Hi Everyone, its been a few weeks since I posted and am now on the countdown to leaving on my latest adventure so thought I would bring you up to date.
My sons came to collect all my possessions, they are now all safely stored in s24 garage waiting for me to decide where they will be moved to next. I am now camping in my house, I'm making the most of an decent toilet and hot shower before its luke warm showers and long drop compost toilets ha ha
My last day of work is this Thursday, I have felt a bit lost over the past week as I step back allowing the new team I have been training to take the reins, but I am really looking forward to starting my adventure and seeing where the road takes me.
My boss has organised farewell drinks for me at a local pub/restaurant on Tuesday after work, I feel very humbled that despite me only having worked their for a short time that he feels I warrant such attention.
I will be catching up with friends over Easter and then doing last minute cleaning and packing before handing my house back on the 4th April.
Life is pretty quiet at the moment, nothing exciting to report, I am just getting things ready for my trip, finding ways to cut down space as the my car is not huge and I have a lot to get in to it. I had my car serviced last week ready for its journey and I have full breakdown cover just in case.

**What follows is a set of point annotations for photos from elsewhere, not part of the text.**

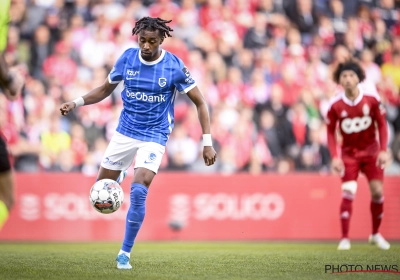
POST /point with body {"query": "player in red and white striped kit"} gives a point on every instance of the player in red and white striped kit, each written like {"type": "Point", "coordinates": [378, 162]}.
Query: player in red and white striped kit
{"type": "Point", "coordinates": [358, 114]}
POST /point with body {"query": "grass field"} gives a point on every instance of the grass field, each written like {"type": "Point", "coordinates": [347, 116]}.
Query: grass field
{"type": "Point", "coordinates": [183, 260]}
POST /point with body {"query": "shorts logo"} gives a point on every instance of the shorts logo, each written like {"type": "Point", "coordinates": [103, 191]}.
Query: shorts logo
{"type": "Point", "coordinates": [151, 158]}
{"type": "Point", "coordinates": [366, 110]}
{"type": "Point", "coordinates": [110, 162]}
{"type": "Point", "coordinates": [356, 124]}
{"type": "Point", "coordinates": [162, 82]}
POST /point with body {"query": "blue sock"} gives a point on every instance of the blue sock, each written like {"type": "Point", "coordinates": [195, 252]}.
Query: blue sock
{"type": "Point", "coordinates": [135, 216]}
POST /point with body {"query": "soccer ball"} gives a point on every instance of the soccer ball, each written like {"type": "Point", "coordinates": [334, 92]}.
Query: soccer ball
{"type": "Point", "coordinates": [106, 196]}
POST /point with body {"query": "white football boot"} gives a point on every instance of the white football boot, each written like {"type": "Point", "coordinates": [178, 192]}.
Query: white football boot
{"type": "Point", "coordinates": [378, 240]}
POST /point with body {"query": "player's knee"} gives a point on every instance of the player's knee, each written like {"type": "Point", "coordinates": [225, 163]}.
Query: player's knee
{"type": "Point", "coordinates": [350, 187]}
{"type": "Point", "coordinates": [10, 203]}
{"type": "Point", "coordinates": [376, 194]}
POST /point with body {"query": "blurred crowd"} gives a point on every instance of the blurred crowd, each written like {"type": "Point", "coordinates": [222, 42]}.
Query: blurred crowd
{"type": "Point", "coordinates": [264, 67]}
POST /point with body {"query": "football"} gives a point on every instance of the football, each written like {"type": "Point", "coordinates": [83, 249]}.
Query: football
{"type": "Point", "coordinates": [106, 196]}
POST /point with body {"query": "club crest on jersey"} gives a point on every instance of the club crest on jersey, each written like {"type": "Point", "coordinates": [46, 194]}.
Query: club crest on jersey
{"type": "Point", "coordinates": [130, 74]}
{"type": "Point", "coordinates": [366, 110]}
{"type": "Point", "coordinates": [162, 82]}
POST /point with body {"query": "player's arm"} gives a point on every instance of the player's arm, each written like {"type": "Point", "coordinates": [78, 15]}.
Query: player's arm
{"type": "Point", "coordinates": [94, 96]}
{"type": "Point", "coordinates": [336, 164]}
{"type": "Point", "coordinates": [380, 118]}
{"type": "Point", "coordinates": [198, 99]}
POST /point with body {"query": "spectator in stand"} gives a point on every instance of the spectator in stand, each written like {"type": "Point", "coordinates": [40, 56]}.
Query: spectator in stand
{"type": "Point", "coordinates": [304, 16]}
{"type": "Point", "coordinates": [59, 67]}
{"type": "Point", "coordinates": [42, 48]}
{"type": "Point", "coordinates": [392, 68]}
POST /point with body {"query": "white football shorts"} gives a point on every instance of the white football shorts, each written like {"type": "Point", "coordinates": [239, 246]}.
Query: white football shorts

S24 let me know the plans for his wedding in August, he has booked a house for myself, his fiance mother and brother, then another house for h and s21 and his g/friend. The ceremony is in the afternoon and then we are all going to a country hotel for drinks and something to eat. That evening we are all going star gazing at an observatory and then back to the house I am staying in for dinner which they have organised a chef to come and prepare for us. There will be 8 of us altogether. I thought it was just the ceremony and then I would be able to leave, spending as little time as possible with h as we wont have seen each other in nearly 2 years and its going to be very awkward, I can already feel the anxiety building and its still 5 months away! .....I keep telling myself; perhaps he wont go ...
Nothing from H since mid January, I have dropped off his radar again. I admit I am sad, its been nice hearing from him again and reading his emails, he always writes so well and to my sense of humor, I was even enjoying the odd compliment. I do still miss him terribly and he (irritatingly) still enters my thoughts every day, but I accept that this is what he wants and I have to get on with my own life without him in it now.

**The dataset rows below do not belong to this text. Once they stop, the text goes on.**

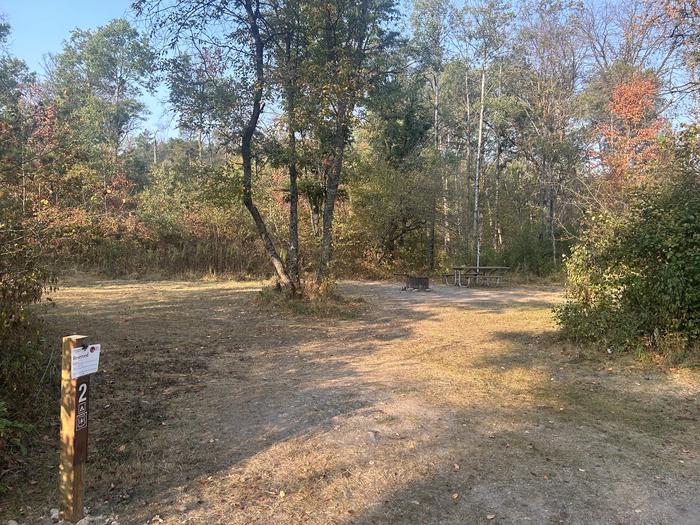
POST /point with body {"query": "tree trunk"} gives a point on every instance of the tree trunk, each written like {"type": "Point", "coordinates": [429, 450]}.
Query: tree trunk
{"type": "Point", "coordinates": [246, 152]}
{"type": "Point", "coordinates": [331, 193]}
{"type": "Point", "coordinates": [477, 177]}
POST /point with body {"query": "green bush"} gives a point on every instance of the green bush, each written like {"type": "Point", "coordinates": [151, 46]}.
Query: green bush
{"type": "Point", "coordinates": [634, 281]}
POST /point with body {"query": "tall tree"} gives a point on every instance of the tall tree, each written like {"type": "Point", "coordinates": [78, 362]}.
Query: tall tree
{"type": "Point", "coordinates": [236, 31]}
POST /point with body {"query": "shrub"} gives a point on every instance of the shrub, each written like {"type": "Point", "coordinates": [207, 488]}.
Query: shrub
{"type": "Point", "coordinates": [634, 281]}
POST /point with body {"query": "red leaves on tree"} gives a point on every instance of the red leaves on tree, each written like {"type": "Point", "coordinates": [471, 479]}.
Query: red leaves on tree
{"type": "Point", "coordinates": [631, 138]}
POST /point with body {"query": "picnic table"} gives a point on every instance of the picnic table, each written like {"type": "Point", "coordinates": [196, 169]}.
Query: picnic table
{"type": "Point", "coordinates": [478, 273]}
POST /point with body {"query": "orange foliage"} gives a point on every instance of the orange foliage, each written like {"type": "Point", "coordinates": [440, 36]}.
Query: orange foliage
{"type": "Point", "coordinates": [631, 138]}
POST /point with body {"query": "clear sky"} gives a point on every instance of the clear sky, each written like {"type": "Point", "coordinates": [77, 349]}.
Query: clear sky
{"type": "Point", "coordinates": [39, 27]}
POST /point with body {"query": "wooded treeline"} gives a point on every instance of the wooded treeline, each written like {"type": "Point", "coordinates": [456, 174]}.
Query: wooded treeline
{"type": "Point", "coordinates": [325, 138]}
{"type": "Point", "coordinates": [368, 135]}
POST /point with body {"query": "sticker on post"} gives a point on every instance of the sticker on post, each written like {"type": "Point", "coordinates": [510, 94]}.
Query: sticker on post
{"type": "Point", "coordinates": [84, 360]}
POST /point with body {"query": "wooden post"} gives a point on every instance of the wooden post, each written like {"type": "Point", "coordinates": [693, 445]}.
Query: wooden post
{"type": "Point", "coordinates": [74, 431]}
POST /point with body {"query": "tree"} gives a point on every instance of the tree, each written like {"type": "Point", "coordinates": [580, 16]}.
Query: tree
{"type": "Point", "coordinates": [234, 31]}
{"type": "Point", "coordinates": [348, 54]}
{"type": "Point", "coordinates": [95, 85]}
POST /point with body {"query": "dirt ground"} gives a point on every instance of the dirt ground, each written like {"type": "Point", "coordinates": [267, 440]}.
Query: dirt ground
{"type": "Point", "coordinates": [455, 406]}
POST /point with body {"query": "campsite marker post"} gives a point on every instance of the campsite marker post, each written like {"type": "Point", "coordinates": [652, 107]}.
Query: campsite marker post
{"type": "Point", "coordinates": [79, 360]}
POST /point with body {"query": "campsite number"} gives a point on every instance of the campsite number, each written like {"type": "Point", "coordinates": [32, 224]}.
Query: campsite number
{"type": "Point", "coordinates": [83, 393]}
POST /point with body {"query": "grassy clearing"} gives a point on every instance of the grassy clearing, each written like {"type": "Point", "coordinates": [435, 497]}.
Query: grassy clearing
{"type": "Point", "coordinates": [219, 403]}
{"type": "Point", "coordinates": [329, 306]}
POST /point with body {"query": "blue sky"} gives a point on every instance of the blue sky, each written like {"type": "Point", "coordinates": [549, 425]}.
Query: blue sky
{"type": "Point", "coordinates": [39, 27]}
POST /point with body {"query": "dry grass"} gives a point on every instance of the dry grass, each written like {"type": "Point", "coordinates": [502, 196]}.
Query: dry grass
{"type": "Point", "coordinates": [456, 406]}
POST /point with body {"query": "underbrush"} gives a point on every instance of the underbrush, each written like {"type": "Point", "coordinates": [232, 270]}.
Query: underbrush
{"type": "Point", "coordinates": [328, 305]}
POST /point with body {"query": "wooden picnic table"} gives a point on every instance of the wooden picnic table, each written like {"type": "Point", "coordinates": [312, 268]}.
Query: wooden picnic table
{"type": "Point", "coordinates": [477, 272]}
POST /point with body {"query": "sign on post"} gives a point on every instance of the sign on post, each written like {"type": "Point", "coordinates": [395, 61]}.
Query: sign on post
{"type": "Point", "coordinates": [79, 360]}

So 4 more work days and I am free to do and go where I please until my bank balance tells me otherwise lol. I don't really have a plan, its kinda of the whole point of this adventure, I am booked in to stay with s21 early May so fingers crossed that the weather is on my side and the autumn chills hold off a little longer (although the boys have told me bring thermals as there is already snow on the ranges!!)
I will check in before I leave and hopefully update you all along the way, I am really excited about it .... and a little nervous at going in to the unknown ... but mainly excited.